As peace talks between the Lord’s Resistance Army (LRA) and the Ugandan government continue in Juba, southern Sudan, the government is reportedly considering making direct contact with prominent leaders of the LRA. Vincent Otti, the second in command of the rebel group, has reportedly been in touch with senior government officials. Meanwhile, the possibility of direct negotiations with Kony was discussed in Maridi, a city in southwestern Sudan. Kirunda Kivajinja is Uganda’s minister of information; he spoke with VOA English to Africa reporter Peter Clottey about his governments’ efforts to establish direct contact with the leadership of the rebel group.

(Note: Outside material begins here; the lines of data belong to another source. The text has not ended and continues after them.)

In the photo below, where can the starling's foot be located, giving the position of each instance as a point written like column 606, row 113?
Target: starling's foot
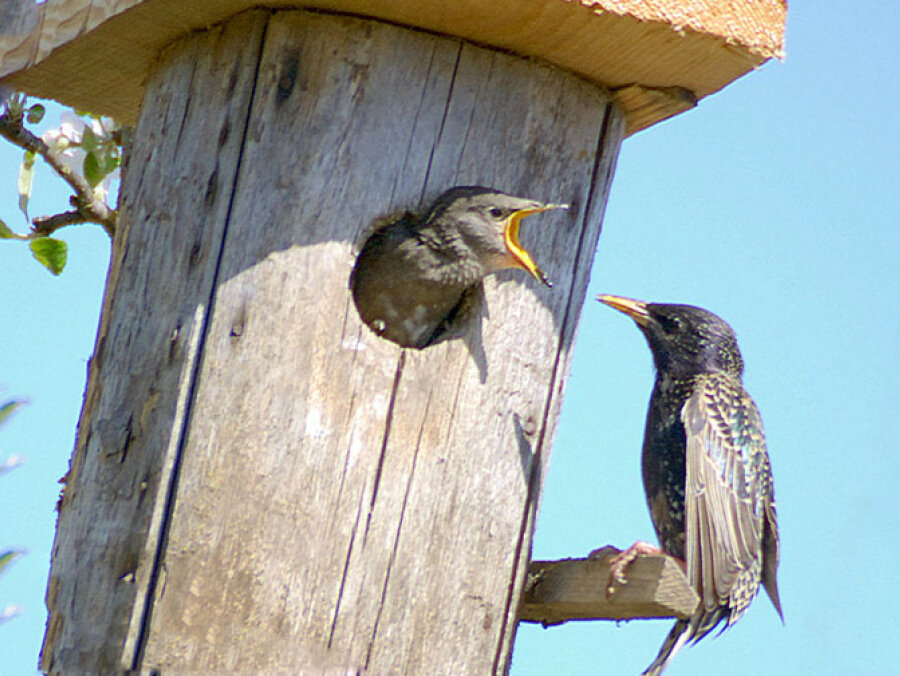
column 619, row 560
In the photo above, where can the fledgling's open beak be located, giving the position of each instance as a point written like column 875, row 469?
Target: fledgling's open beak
column 636, row 309
column 511, row 238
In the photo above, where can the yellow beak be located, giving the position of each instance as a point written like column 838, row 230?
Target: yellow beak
column 511, row 238
column 636, row 309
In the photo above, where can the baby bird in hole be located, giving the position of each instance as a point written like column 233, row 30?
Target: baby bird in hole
column 416, row 278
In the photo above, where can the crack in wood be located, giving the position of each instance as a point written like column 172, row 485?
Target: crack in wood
column 187, row 390
column 400, row 519
column 384, row 440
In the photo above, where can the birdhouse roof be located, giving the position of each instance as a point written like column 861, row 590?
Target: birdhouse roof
column 657, row 57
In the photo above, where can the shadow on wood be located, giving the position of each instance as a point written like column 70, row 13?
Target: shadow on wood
column 575, row 589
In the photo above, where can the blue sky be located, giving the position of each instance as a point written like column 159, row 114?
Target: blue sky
column 775, row 204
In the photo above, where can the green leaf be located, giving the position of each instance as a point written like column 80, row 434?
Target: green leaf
column 89, row 139
column 8, row 408
column 36, row 113
column 92, row 171
column 26, row 176
column 50, row 252
column 8, row 557
column 5, row 232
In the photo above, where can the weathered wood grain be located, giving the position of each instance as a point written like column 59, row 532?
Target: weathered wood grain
column 337, row 502
column 174, row 204
column 575, row 589
column 96, row 54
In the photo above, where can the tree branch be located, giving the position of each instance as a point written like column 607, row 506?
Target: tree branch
column 90, row 209
column 45, row 226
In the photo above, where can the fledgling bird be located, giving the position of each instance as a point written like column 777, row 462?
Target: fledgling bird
column 705, row 468
column 417, row 278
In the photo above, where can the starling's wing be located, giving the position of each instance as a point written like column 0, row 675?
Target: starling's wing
column 728, row 499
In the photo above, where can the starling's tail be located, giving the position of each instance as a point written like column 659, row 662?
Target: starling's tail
column 681, row 633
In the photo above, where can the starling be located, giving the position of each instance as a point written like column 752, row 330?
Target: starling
column 417, row 278
column 705, row 468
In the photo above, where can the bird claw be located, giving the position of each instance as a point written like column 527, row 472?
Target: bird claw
column 619, row 560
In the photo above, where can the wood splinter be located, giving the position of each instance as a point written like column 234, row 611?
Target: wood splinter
column 575, row 589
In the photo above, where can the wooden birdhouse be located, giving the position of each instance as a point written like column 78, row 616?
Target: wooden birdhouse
column 260, row 481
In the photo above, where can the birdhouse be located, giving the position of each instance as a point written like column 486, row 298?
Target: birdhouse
column 261, row 481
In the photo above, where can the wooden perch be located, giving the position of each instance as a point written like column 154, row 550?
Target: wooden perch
column 575, row 589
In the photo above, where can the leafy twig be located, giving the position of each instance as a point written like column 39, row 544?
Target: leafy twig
column 92, row 209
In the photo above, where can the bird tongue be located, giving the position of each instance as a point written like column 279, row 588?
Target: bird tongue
column 511, row 237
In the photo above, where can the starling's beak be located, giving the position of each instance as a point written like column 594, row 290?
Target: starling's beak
column 636, row 309
column 511, row 238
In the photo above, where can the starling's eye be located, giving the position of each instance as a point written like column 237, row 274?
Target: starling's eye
column 669, row 324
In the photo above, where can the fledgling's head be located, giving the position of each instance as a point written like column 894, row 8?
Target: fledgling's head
column 487, row 221
column 685, row 340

“We had demanded that Kony himself and his top aides should lead the talks. So that whatever is agreed is conclusive and has no any other further court of appeal. But that one could not be attained because Kony and his top aides were jittered. They feared that there may be many forces and any of them could be abducted…. We understood and accepted the second option. But as far as we are concerned, as government, we are directly in talks. But there may be other people who are contacting him and it’s not the government. The government has got direct talks with him in terms of his delegation, but Ugandans who are anxious that peace is around and who may have their own ways of reaching him may be talking to him.”
Kivajinja explains that his government is unable to guarantee the safety of Kony and his top aides during peace talks. “Now the question is that, first of all you know that the problem of sovereignty. The talks are being held in southern Sudan. The Ugandan government does not extend its territorial sovereignty so we cannot guarantee that situation. Secondly, in his atrocities, he has committed quite a lot of atrocities and many people other than the government may have personal grudges on him. So all these situations cannot be guaranteed by government.”
Kivajinja says, “As far as we are concerned, from the report we have been receiving from Juba, the talks are proceeding. Because there were preliminary remarks, we have put our nine-point program, and they are also putting theirs. So they have been put up in an agenda and they are discussing one by one.”